Jay Cloidt (born October 5, 1949) is an American composer, performer, sound designer, and audio engineer.
History
Cloidt received his BA in piano performance from the University of Nebraska and his MFA in Electronic Music and the Recording Media from Mills College Center for Contemporary Music in 1981, studying with Robert Ashley and David Behrman.
As a sound designer, he has worked with many groups in the San Francisco Bay Area, including the Kronos Quartet and the Margaret Jenkins Dance Company. Cloidt's work on the Paul Dresher Ensemble's production of Slow Fire won a Bay Area Critics Circle Award, and he received an Isadora Duncan Award in 1989 with Rinde Eckert for the sound design of Eckert's Dry Land Divine.
As a composer, Cloidt has been commissioned by such organizations as the Gary Palmer Dance Company, the Paul Dresher Ensemble, the Margaret Jenkins Dance Company, and the Kronos Quartet, for whom he has written three pieces. His music typically uses electronics, is technically sophisticated, and often contains humor. The San Francisco Chronicle has called Cloidt "The Spike Jones of the Bay Area new music scene." His music has been performed at the Venice Biennale, New Music America, and Lincoln Center.
His solo CD Kole Kat Krush was released by Starkland. All-Music Guide awarded the CD four stars and wrote that the CD is “a wonderful, accessible, and yet challenging album from one of new music's brightest lights.” Stereophile also awarded the CD four stars, describing Cloidt as "one of the few composers in the post-sampler era to fully develop that tool's fascinating and witty potential." Other recordings appear on the MinMax label. In 1999, he also composed music for Leapfrog until 2009 ish.

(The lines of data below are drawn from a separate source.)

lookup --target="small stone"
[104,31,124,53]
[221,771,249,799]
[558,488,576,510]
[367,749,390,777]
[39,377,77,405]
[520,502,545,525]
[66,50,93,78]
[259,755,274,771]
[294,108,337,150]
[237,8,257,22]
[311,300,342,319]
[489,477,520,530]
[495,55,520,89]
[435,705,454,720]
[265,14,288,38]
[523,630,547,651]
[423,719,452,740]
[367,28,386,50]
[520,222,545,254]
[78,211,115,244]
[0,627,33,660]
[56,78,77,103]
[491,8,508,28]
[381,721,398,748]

On October 20, 2017, a retrospective concert and celebration of Cloidt's works - "The Music of Jay Cloidt" - was performed at UC Berkeley's Hertz Concert Hall. Featuring Bay-area musicians and performing artists, the concert included works for the Sather Tower carillon, the Eco Ensemble String Quartet, solo piano, a “duet for pianist and piano” with interactive electronics, and music from the music theater work Darc: Woman on fire for singer and cellist.